Coney Is. Resorts v City of New York
2004 NYSlipOp 01131
February 19, 2004
Appellate Division, First Department
Published by New York State Law Reporting Bureau pursuant to Judiciary Law § 431.
As corrected through Wednesday, April 21, 2004


Coney Island Resorts, Inc., Appellant,
v
City of New York, Respondent.

Judgment, Supreme Court, New York County (Michael Stallman, J.), entered January 9, 2003, which, inter alia, upon the prior grant of defendant's motion for summary judgment, dismissed the complaint, unanimously affirmed, without costs. Appeal from order, same court and Justice, entered January 3, 2003, unanimously dismissed, without costs, as subsumed in the appeal from the ensuing judgment.

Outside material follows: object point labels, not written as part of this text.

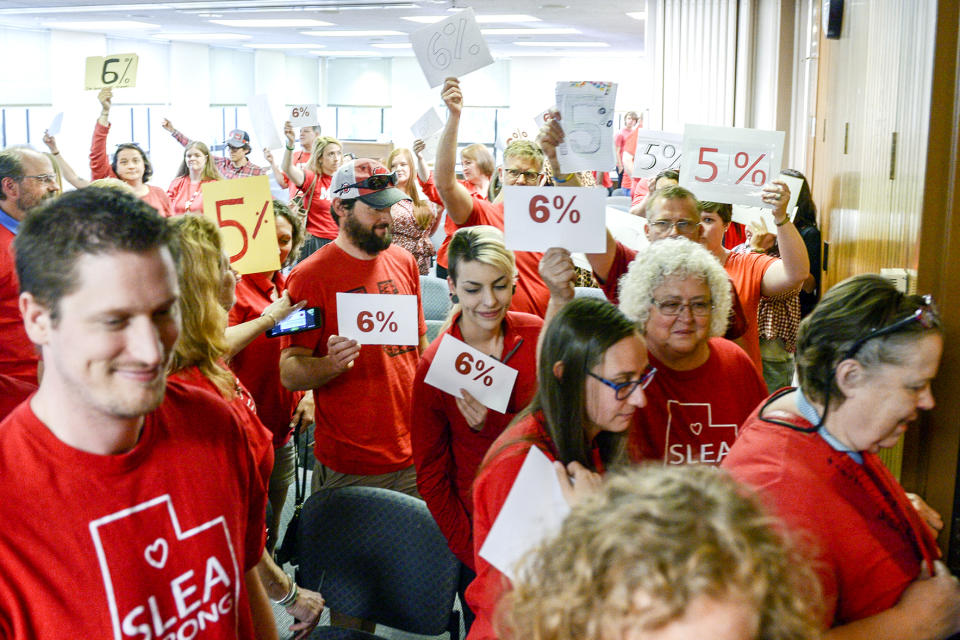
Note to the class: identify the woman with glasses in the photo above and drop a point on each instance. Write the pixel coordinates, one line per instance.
(591, 372)
(865, 359)
(680, 296)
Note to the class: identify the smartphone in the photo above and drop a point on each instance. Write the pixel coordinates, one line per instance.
(303, 320)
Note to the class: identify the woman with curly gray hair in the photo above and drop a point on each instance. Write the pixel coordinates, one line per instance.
(679, 297)
(661, 554)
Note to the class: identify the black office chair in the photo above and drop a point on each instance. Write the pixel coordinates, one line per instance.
(378, 555)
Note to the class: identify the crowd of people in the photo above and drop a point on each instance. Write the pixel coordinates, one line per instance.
(147, 419)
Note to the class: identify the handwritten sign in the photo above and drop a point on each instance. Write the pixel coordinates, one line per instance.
(457, 365)
(656, 151)
(452, 47)
(376, 318)
(537, 218)
(534, 509)
(243, 209)
(118, 71)
(586, 115)
(304, 115)
(729, 164)
(263, 122)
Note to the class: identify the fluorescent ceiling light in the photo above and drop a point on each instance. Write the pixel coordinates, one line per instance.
(273, 22)
(203, 36)
(100, 25)
(559, 31)
(561, 44)
(283, 46)
(352, 34)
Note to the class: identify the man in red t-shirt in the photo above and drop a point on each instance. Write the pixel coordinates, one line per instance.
(361, 394)
(157, 505)
(26, 180)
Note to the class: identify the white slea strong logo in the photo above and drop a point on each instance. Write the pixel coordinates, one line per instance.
(692, 438)
(164, 583)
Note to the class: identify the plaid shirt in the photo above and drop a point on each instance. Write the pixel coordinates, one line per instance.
(225, 165)
(777, 316)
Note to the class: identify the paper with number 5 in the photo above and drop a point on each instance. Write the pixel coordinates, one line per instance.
(456, 365)
(378, 318)
(656, 151)
(730, 164)
(537, 218)
(243, 209)
(452, 47)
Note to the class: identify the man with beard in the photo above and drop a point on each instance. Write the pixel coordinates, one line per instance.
(26, 180)
(362, 394)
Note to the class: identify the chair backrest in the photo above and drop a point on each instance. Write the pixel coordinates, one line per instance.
(436, 297)
(381, 557)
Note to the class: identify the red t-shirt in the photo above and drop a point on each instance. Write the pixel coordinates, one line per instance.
(746, 270)
(694, 416)
(320, 221)
(866, 540)
(258, 364)
(184, 194)
(446, 450)
(362, 415)
(532, 295)
(152, 543)
(429, 189)
(18, 356)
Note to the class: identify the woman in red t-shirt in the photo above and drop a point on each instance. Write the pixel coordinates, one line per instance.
(313, 180)
(592, 371)
(196, 169)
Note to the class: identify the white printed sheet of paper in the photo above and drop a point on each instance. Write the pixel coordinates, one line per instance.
(452, 47)
(534, 509)
(537, 218)
(456, 365)
(730, 164)
(586, 115)
(656, 151)
(378, 318)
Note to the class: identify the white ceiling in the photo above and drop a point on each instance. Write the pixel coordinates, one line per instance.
(604, 21)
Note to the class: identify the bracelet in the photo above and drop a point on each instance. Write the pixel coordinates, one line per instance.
(291, 596)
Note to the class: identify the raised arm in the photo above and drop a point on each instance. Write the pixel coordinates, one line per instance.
(794, 265)
(294, 172)
(456, 199)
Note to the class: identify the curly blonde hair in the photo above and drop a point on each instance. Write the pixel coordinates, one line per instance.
(668, 535)
(674, 258)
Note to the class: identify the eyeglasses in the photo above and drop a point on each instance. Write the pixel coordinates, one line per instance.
(376, 182)
(528, 176)
(675, 307)
(624, 389)
(927, 315)
(683, 227)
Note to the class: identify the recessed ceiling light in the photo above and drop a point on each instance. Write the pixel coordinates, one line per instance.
(561, 44)
(560, 31)
(100, 25)
(352, 34)
(273, 22)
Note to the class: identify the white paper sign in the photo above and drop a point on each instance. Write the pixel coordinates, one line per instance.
(537, 218)
(457, 365)
(745, 214)
(729, 164)
(586, 115)
(427, 124)
(534, 509)
(452, 47)
(376, 318)
(656, 151)
(55, 125)
(263, 122)
(304, 115)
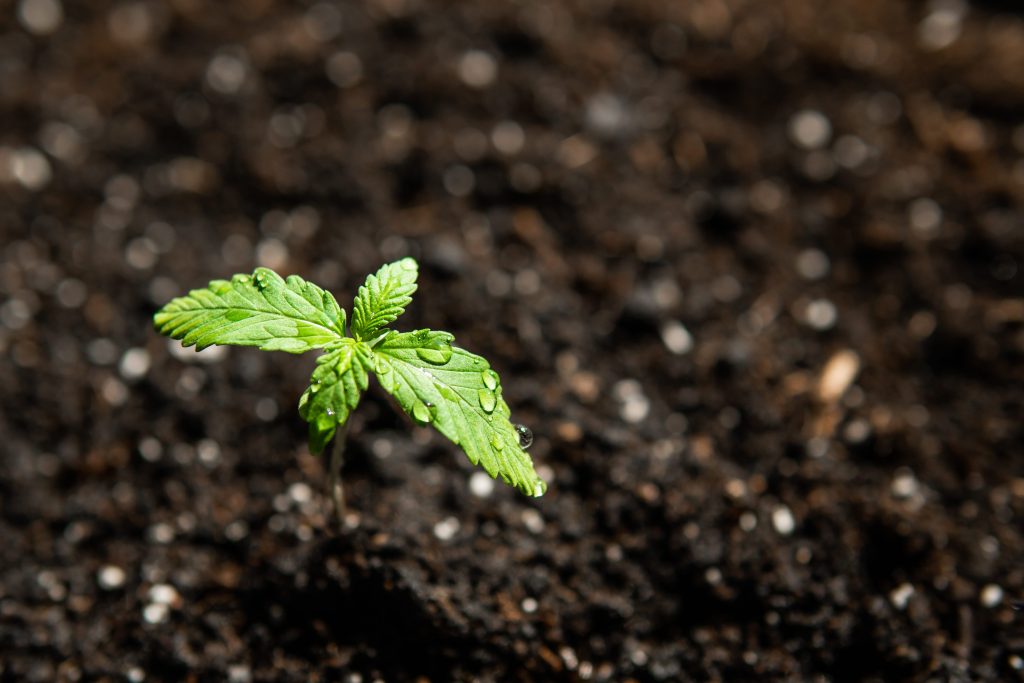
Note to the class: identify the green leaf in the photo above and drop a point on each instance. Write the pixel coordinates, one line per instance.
(334, 391)
(458, 393)
(383, 298)
(261, 310)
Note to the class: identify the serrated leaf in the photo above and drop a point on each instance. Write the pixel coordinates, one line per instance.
(458, 393)
(262, 310)
(335, 387)
(383, 298)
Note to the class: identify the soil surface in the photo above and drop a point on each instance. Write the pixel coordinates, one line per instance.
(751, 270)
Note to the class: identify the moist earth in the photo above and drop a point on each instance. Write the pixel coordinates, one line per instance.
(749, 269)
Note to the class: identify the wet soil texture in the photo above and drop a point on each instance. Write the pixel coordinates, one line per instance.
(751, 270)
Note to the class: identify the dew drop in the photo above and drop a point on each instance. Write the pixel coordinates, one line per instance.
(421, 412)
(525, 435)
(438, 354)
(487, 400)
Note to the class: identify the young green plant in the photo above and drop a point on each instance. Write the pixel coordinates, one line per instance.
(433, 381)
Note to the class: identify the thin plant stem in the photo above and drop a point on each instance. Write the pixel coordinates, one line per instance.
(334, 475)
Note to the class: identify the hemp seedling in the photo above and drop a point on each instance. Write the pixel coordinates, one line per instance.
(434, 382)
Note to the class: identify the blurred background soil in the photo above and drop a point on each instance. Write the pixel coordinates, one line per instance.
(751, 269)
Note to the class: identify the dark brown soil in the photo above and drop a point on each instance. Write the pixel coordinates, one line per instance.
(750, 269)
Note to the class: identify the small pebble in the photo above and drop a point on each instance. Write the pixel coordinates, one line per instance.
(40, 16)
(782, 520)
(156, 612)
(477, 69)
(532, 520)
(227, 72)
(677, 338)
(991, 595)
(300, 492)
(164, 594)
(810, 129)
(838, 375)
(134, 364)
(812, 264)
(821, 314)
(446, 528)
(904, 484)
(111, 578)
(480, 484)
(900, 596)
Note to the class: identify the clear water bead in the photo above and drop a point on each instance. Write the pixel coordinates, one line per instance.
(525, 436)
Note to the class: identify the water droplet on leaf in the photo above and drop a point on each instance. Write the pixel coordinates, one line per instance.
(421, 412)
(437, 356)
(487, 400)
(525, 435)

The motion court properly found this action barred by the doctrine of res judicata, since the claims alleged in the proposed amended complaint, including the cause of action for breach of the covenant of good faith, are premised upon transactions identical to those underlying the breach of contract causes dismissed in the prior federal action (see O'Brien v City of Syracuse, 54 NY2d 353, 357 [1981]).

We have reviewed plaintiff's remaining arguments and find them unavailing. Concur—Mazzarelli, J.P., Williams, Friedman and Gonzalez, JJ.